Hatching assistito (AHA): è il processo di assottigliamento o apertura della membrana che circonda l'embrione al fine di facilitare l'attaccamento dell'embrione alla parete uterina.Embrioni ottenuti da casi dai 35 anni in su, nei casi in cui la membrana che circonda l'embrione è embrioni spessi, a divisione lenta, trasferimento di embrioni di buona qualità negli studi precedenti L'AHA viene applicato a casi in cui non è stato possibile ottenere una gravidanza nonostante la gravidanza, casi con ormone FSH borderline o alto (12 mIU / ml e oltre), embrioni da biopsia embrionale, embrioni ottenuti dopo congelamento-scongelamento Si ritiene che fornisca l'armonia tra l'embrione e la parete uterina e aumenti l'adesione, soprattutto negli embrioni che sono circondati da una spessa membrana e si sviluppano lentamente.

L'obesità (obesità) influisce sull'avere figli?

Se il peso corporeo è più del normale rispetto all'altezza, è determinato dall'indice di massa corporea BMI: kg / m2. Se questo valore è> 30 kg / m2, si afferma che lo sviluppo regolare delle uova nelle donne può essere influenzato negativamente . Nella fecondazione in vitro, la risposta delle ovaie ai farmaci ormonali è inferiore in questi casi e si sviluppa un piccolo numero di uova. Inoltre, è importante anche la distribuzione del tessuto adiposo nel corpo. Quando l'aumento del rapporto vita / circonferenza dell'anca, cioè l'obesità centrale, è accompagnato da alcune irregolarità ormonali e dall'insulino-resistenza, influisce negativamente anche sul concepimento. Se necessario, iniziare il trattamento dopo aver perso peso con consulto endocrinologico e dieta appropriata ed esercizio fisico accompagnato da un dietologo aumenterà le possibilità di gravidanza e proteggerà le pazienti dai problemi legati all'obesità che possono verificarsi durante la gravidanza.

Come scegliamo l'embrione e come preveniamo gravidanze multiple?

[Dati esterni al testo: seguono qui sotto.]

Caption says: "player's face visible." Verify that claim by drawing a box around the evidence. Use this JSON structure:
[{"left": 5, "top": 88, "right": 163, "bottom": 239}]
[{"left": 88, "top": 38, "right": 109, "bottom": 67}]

Il trasferimento degli embrioni di solito può essere effettuato il giorno dopo la fecondazione, cioè tra il 2 ° e il 5 ° giorno. Nella scelta degli embrioni da trasferire, il medico, l'embriologo e il paziente devono decidere quanti embrioni verranno trasferiti insieme. Nel prendere questa decisione, vale la pena notare che secondo le normative del nostro paese, se non c'è un motivo valido, il numero di embrioni da trasferire è limitato a 3. Questo numero può aumentare in casi come uno scarso sviluppo dell'embrione e un'età materna avanzata. Secondo i criteri prevalenti nel nostro centro, è stato adottato il principio di dare due embrioni alle donne di età inferiore ai 35 anni che non hanno precedentemente tentativi falliti, hanno i cosiddetti embrioni di prima qualità.Questo numero può aumentare con l'aumentare dell'età della donna, in presenza di precedenti tentativi falliti e fintanto che la qualità degli embrioni da trasferire diminuisce, ma è noto che dare più di 4 embrioni non aumenta le possibilità di gravidanza , tranne in casi molto rari. Inoltre, quando la ricerca genetica viene eseguita sugli embrioni, i risultati possono essere limitanti. Ad esempio, il numero di embrioni viene determinato in base ai risultati di questi esami nei pazienti che hanno un solo embrione con una struttura genetica sana o sono trattati e ricercati in termini di HLA (Tissue Compatibility).